Samsung Electronics Co's disappointing earnings guidance sparked slowdown worries as prices of its key products slide, hitting shares and ending the technology group's run of record quarterly performances.
The world's largest memory chipmaker, which has a tradition of beating even the most bullish estimates, faces a tough outlook as a fragile world economy has hit demand for TVs and computers.
The International Monetary Fund expects global growth to slow to 4.2 percent next year from a forecast of 4.8 percent for this this year, dragged by advanced economies.
Samsung, also the world's No.2 maker of mobile phones and the No.1 maker of LCDs, estimated its July-September operating profit and sales to come below market consensus.
"LCD (liquid crystal display) and TV performance appears to be worse than expected and the downward pressure on earnings will only grow as chip prices are also falling and TV makers increase price cuts," said Chung Young-woo, an analyst at Korea Investment & Securities.
"Usual uptick in seasonal year-end demand will be smaller this time and an earnings recovery is unlikely until early next year."
Samsung, the first major global technology firm to flag preliminary September quarter results, might set the benchmark for technology investors with Intel and Advanced Micro Devices reporting numbers next week.
Samsung has performed strongly over chip rival Micron and held on to its No. 1 slot in TVs against Sony Corp and Panasonic.
Shares in Samsung, Asia's most valuable technology firm worth $116 billion, closed 2.9 percent lower, lagging a 0.2 percent drop in Korea's KOSPI .KS11.
Samsung, worth three times more than No.1 handset maker Nokia and its key TV rival Sony, dropped 1 percent this year to Wednesday's close, underperforming KOSPI's 13 percent rise.
"Earnings will slide further but the stock is looking attractive as the slowdown is already priced in and Samsung will benefit most from any demand recovery, being the No.1 in many areas," said Jung Sang-jin, a fund manager at Dongbu Asset Management.

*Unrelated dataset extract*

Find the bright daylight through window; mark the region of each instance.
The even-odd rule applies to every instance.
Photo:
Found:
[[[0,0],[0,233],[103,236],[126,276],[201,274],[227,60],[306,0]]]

Jung has been increasing Samsung shares to the company's portfolio since last week.
After a weak start, Samsung is challenging Apple Inc with its Galaxy S high-end smartphone, powered by Google's Android software. It has sold more than 5 million units since its June launch.
Samsung is also launching its Galaxy Tab tablet, seen by analysts as the strongest rival to Apple's iPad so far.
The heavy investment highlights an aggressive push toward new technology by Lee Kun-hee, who returned as Samsung chairman in March.
Samsung has benefited from strong demand from China and as improved corporate spending boosted sales of memory chips and flat screens, but smartphone sales stayed weak.
"It looks like Samsung will face more downside in the fourth quarter and into the first quarter of next year in terms of sales, said Michael On, managing director at Beyond Asset Management in Taipei.
On Thursday, Samsung estimated its third-quarter operating profit at a median 4.8 trillion won ($4.3 billion) of 4.6 and 5.0 trillion won range, lower than a consensus forecast of 5.2 trillion won polled by Thomson Reuters I/B/E/S.
That would be down 4 percent from the previous record of 5 trillion won in the preceding quarter but up 14 percent from the 4.2 trillion won reported a year ago. Samsung reports quarterly results in late October.
Sales were estimated at 40 trillion won versus consensus of 42 trillion. Profit from its chips division is set to account for nearly 70 percent of Samsung's total profit in the third quarter.
CHIP PRICES FALL
Analysts forecast Samsung's profit to shrink to around 4 trillion won in the current quarter and stay around that level till the second quarter of next year due to weak prices of chips and flat screens.
Dynamic random access memory prices, mainly used in computers, have fallen more than 20 percent from its peak in May and may drop another 20 percent this quarter, as PC sales growth has declined.
A wobbly global economy is also hitting sales of TVs, discount computers and laptops, which together account for the majority of large-sized LCD panels, and investors are now worried demand could slow further as China tightens its economic policy.
Most analysts expect Samsung's LCD profit margins to fall further to around break-even level in the fourth quarter from an estimated 4 percent in the third quarter.
Its TV division faces increased competition and weak demand might force it to slash prices and hit sales of premium products such as LED-backlit LCD models and 3D sets.